七海の刀剣もレンの刀剣も一緒くたに集まって、小さなテレビを囲む。
そこには、レンが七海を助けた時の映像がはっきりと映っていた。

身代わりの術で発砲を防いだ後、七海を捕まえていた男の1人を蹴り倒し、更にもう1人も凍らせて、怯んだ隙に腕を負傷させて七海を引き離す。
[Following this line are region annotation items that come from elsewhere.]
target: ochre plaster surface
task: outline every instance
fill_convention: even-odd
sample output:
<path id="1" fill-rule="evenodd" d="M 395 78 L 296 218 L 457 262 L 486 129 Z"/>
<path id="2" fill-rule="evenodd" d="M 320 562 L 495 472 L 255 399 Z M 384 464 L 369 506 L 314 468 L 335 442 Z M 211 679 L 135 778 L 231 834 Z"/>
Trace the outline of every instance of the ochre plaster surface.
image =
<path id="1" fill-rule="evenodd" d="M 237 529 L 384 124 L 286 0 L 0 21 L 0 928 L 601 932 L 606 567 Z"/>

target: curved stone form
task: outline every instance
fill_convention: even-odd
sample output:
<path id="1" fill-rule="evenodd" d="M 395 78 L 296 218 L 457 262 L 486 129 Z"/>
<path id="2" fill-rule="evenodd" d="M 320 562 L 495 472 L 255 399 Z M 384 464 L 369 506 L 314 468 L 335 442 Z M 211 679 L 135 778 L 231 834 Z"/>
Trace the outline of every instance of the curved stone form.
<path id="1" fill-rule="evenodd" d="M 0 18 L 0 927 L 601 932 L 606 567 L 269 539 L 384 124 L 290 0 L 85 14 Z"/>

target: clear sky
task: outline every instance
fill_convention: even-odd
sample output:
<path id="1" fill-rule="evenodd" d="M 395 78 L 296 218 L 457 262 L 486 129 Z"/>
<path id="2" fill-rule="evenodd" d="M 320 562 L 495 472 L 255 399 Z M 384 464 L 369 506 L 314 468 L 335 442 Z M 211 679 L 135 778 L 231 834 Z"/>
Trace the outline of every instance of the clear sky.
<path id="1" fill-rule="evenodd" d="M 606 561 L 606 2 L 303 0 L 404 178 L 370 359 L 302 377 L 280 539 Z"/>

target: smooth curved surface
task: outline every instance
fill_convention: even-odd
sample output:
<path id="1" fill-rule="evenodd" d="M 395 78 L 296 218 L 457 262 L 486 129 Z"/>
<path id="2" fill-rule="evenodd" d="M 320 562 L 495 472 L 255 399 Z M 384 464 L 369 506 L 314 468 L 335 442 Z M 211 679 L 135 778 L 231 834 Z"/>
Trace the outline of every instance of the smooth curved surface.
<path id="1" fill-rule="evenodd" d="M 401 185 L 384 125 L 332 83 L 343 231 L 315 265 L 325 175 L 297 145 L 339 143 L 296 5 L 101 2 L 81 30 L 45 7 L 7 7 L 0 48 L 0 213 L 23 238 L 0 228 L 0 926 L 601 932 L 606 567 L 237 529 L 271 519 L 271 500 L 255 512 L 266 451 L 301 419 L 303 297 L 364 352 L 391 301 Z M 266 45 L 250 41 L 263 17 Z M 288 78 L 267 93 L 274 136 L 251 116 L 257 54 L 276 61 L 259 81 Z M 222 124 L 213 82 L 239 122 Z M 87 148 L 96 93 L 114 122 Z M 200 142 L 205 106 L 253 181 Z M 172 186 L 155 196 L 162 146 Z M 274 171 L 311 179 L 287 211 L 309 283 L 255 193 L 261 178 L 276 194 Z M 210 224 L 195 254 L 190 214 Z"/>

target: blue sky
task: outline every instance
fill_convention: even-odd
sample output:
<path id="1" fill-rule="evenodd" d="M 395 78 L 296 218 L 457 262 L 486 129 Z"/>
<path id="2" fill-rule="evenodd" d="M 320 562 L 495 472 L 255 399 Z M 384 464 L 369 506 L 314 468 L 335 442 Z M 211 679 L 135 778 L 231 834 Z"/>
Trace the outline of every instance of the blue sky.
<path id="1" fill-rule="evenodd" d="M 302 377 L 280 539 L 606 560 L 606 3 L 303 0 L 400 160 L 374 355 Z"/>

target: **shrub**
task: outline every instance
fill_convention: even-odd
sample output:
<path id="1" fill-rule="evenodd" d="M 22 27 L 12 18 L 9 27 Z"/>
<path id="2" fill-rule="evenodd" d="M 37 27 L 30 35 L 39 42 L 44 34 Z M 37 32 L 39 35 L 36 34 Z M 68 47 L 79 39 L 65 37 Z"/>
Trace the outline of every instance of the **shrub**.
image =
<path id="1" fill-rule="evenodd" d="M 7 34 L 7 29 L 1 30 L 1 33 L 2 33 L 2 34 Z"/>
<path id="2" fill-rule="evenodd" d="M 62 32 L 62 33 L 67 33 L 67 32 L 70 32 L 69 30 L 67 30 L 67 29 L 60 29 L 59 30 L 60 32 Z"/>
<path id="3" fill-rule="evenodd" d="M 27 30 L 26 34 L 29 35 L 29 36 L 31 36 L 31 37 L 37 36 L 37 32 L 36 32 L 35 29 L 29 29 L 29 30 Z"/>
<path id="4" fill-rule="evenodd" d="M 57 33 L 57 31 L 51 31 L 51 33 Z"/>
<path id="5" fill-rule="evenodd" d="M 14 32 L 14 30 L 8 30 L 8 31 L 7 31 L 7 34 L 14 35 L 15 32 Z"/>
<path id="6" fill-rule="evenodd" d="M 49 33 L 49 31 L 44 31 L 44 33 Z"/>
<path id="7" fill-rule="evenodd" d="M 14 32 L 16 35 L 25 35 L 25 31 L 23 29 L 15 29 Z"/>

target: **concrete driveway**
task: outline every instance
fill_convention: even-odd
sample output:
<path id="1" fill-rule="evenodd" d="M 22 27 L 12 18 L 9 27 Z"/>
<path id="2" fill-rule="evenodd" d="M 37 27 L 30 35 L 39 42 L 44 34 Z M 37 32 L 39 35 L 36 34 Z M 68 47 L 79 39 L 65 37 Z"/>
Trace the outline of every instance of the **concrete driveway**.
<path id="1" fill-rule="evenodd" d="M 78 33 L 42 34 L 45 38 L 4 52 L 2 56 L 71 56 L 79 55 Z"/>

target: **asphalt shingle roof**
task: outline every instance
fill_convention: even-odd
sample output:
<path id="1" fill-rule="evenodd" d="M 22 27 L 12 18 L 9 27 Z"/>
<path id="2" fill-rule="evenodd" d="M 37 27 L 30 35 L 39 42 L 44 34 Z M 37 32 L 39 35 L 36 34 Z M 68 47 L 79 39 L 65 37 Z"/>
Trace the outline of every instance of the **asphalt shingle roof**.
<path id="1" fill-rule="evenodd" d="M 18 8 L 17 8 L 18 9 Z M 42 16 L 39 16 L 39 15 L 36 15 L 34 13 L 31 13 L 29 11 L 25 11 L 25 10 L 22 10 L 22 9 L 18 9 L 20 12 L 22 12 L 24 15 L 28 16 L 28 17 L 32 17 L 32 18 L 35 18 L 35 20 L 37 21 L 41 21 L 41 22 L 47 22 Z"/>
七海を氷で覆った後は人間離れした動きで発砲を防いでいた。
正にあっという間の出来事だ。

映像の角度は軒下辺りだろうか?
映画の様に綺麗に写っている。
長さは約10秒。

「…スパイダー、か。」

「…気づかなかった。」

瀬戸とレンは呆然と呟いた。

ワイドショーらしいその番組は、映像を何度も流してはコメンテーター達が批判を繰り返す。
見出しも、レンを狙ったかの様な批判的なものだ。

更には国会議事堂での、占拠する様子だけが切り取られて流される。その途中で出てきたレンの顔が拡大されて写されていた。

『いや〜しかし、こんな暴力的な人が審神者になっているなんて、怖いですねぇ。』

『審神者ってかなり守られてるんでしょ?こんな騒ぎを起こす様な人を、それも平気で傷つけられる人を守る必要あるんですか?』

『審神者って、国家公務員の括りに入るって言うじゃないですか。はっきり言って税金の無駄ですよね。こんな人はさっさと辞めさせてしまえばいいんですよ。』

『出頭要請を無視しての暴挙ということですが。この方、本来の役目である任務も放棄していたとか。
どうなんですか、これ。これだけ問題をおこしてるんだから、審神者の地位を剥奪してもいいんじゃないですか?』

言いたい放題だ。
嘘も本当もごちゃ混ぜ状態。更には政府の所業もレンのせいとしてなすりつけられている。
七海を助けたことは、誰も何も触れない。